Several factors influence bioavailability, which can be broadly classified into drug-related and patient-related factors. These can be easily remembered using the mnemonic SIMPLE PATIENT.

Drug-related factors (SIMPLE):

S – Solubility: Poorly soluble drugs have reduced absorption and hence low bioavailability.

I – Ionization: Only the unionized (lipid-soluble) form of a drug crosses cell membranes efficiently.

M – Metabolism (First-pass): Extensive hepatic metabolism decreases the amount of unchanged drug reaching the blood.

P – Physicochemical/pH stability: Drugs unstable in acidic pH, such as penicillin G, are degraded in the stomach.

L – Lipid solubility: Highly lipid-soluble drugs cross biological membranes easily, improving bioavailability.

E – Excipients/Formulation factors: Tablet design, coatings, and disintegration rate affect drug release and absorption.


Patient-related factors (PATIENT):

P – Presence of food: Food may enhance or reduce absorption; for example, griseofulvin absorption increases with fatty meals, while tetracycline absorption decreases with milk.

A – Age and genetic factors: These influence metabolic enzyme activity and drug processing.

T – Time of gastric emptying: Delayed emptying or rapid intestinal transit reduces absorption time.

I – Intestinal health: Conditions like diarrhea or malabsorption decrease absorption.

E – Enzyme activity and liver function: Liver diseases or enzyme inhibition can alter drug metabolism.

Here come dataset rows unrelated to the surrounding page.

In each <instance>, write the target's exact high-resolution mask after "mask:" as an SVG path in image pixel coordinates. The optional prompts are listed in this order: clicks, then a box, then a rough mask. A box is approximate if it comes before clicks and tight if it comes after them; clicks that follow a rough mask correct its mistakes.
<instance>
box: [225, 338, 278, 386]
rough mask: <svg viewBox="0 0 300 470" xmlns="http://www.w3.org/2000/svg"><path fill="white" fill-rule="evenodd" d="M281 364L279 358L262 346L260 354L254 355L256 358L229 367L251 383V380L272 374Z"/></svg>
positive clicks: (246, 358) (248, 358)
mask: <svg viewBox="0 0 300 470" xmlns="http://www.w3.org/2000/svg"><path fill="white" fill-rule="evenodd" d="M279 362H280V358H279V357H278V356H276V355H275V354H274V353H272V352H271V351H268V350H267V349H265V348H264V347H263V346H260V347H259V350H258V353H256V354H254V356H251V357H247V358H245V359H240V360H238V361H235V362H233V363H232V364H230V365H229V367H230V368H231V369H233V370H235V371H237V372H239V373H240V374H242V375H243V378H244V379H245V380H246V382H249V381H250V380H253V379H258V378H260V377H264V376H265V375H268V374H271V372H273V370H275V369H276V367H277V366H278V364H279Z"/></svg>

N – Nature of gastrointestinal pH: Affects the ionization and stability of the drug.

T – Total first-pass metabolism: The higher the first-pass effect, the lower the bioavailability.


In summary, bioavailability reflects how efficiently a drug reaches the systemic circulation and is influenced by both drug properties and patient factors. Drugs with high bioavailability produce effective therapeutic actions at lower doses, whereas drugs with low bioavailability may require higher doses or alternative routes of administration. A clear understanding of these factors helps clinicians optimize dosage regimens, enhance therapeutic outcomes, and ensure consistent patient responses.